Tonya Brito (University of Wisconsin).

Tonya Brito

Tonya L. Brito is the Jefferson Burrus-Bascom Professor of Law at the University of Wisconsin Law School and a Faculty Affiliate with the Institute for Research on Poverty (IRP) at the University of Wisconsin. She served as Associate Dean for Research and Faculty Development from 2014-2016 and as Director of the Institute for Legal Studies from 2013-2016. As ILS Director, she organized and hosted numerous academic conferences and speaker series, developed and inaugurated the ILS Law and Society Graduate Fellows Program, and launched the Wednesday Workshop series, an internal works-in-progress series for law faculty. An award winning scholar, Brito's work critically examines the intersection of family law and poverty law, focusing on how the welfare state regulates the family relationships of the poor.
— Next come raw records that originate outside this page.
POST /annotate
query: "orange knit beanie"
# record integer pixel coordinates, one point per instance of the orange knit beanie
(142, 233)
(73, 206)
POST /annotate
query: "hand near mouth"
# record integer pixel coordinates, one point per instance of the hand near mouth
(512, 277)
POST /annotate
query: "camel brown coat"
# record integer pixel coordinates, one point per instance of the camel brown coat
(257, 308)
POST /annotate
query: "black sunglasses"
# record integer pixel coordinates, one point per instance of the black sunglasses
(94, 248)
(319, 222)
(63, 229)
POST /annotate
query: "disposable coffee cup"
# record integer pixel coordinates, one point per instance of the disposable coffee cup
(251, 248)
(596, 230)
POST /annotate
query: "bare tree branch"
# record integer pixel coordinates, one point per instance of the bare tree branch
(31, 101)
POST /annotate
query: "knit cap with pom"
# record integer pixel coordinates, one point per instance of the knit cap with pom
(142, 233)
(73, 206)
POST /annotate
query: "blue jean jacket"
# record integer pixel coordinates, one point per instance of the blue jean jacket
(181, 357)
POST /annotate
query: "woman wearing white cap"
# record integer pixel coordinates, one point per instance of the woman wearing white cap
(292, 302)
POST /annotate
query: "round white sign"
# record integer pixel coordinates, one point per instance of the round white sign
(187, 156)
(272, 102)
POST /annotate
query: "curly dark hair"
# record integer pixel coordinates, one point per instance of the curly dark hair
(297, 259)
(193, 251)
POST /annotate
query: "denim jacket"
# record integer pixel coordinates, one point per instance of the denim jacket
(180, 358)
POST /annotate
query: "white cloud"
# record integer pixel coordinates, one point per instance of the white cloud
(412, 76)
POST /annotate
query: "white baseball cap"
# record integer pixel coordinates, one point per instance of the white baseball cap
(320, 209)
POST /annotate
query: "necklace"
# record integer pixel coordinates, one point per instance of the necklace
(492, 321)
She has written on welfare law and policy's impact on the development of family law, the experience of poor families in the child support system, and the image of motherhood in poverty discourse.  

Lua Kamal Yuille (University of Kansas)

Lua Kamal Yuille (University of Kansas).

Lua Kamal Yuille

Lua Kamál Yuille is an interdisciplinary scholar whose work connects property theory, economics, business law, critical pedagogy and group identity. Her recent projects include studies of the economics and pedagogy of street gang identity and control mechanisms, corporate personality and the communicative impact of citizenship law and policy. Yuille’s career as a lawyer and an educator has taken her all over the world, from prisons in the Bahamas to boardrooms in Argentina, homelands in South Africa to immigrant enclaves in Italy, and more. She formed part of the legal teams for some of the most important legal events in the last decade, her scholarship has broken ground across many areas, and she maintains a robust pro bono practice consulting on immigration matters and advocating for survivors of domestic violence. In 2017, she received the Junior Faculty Teaching Award from the Society of American Law Teachers.

Jamee Moudud (Sarah Lawrence College)

Jamee Moudud (Sarah Lawrence College).

Jamee Moudud

Over the past few years few years I have developed two new passions in my life, one of which is to study legal theory and legal history and their links to political economy, and the other is the electric guitar.  On the law/political economy nexus, my focus is the study of the legal foundations of markets and of money and to understand how conflicts over property and contracts are at the heart of our economic system. This has led me in an intellectual direction that rejects the public/private divide, at the heart of much thinking in economics, and provides the basis for a new way of conceptualizing policy which is quite distinct from both the neoclassical and much of the alternative traditions in economics.

Eric George (York University)

Eric George.

Eric George

My research focuses on the relationship between political economy and the Rule of Law. I hold a PhD in political science from York University, with a specialization in international political economy and political theory. I also did a MA in Global Political Economy at the University of Sussex. A major feature of our contemporary global political economy has been privatization. Classical state functions including regulation, the provision security, and even lawmaking are now undertaken by private actors. One area of privatization that has been understudied is adjudication. My dissertation, the Political Economy of Commercial Arbitration, examined the remarkable privatization of commercial dispute resolution (domestic and international).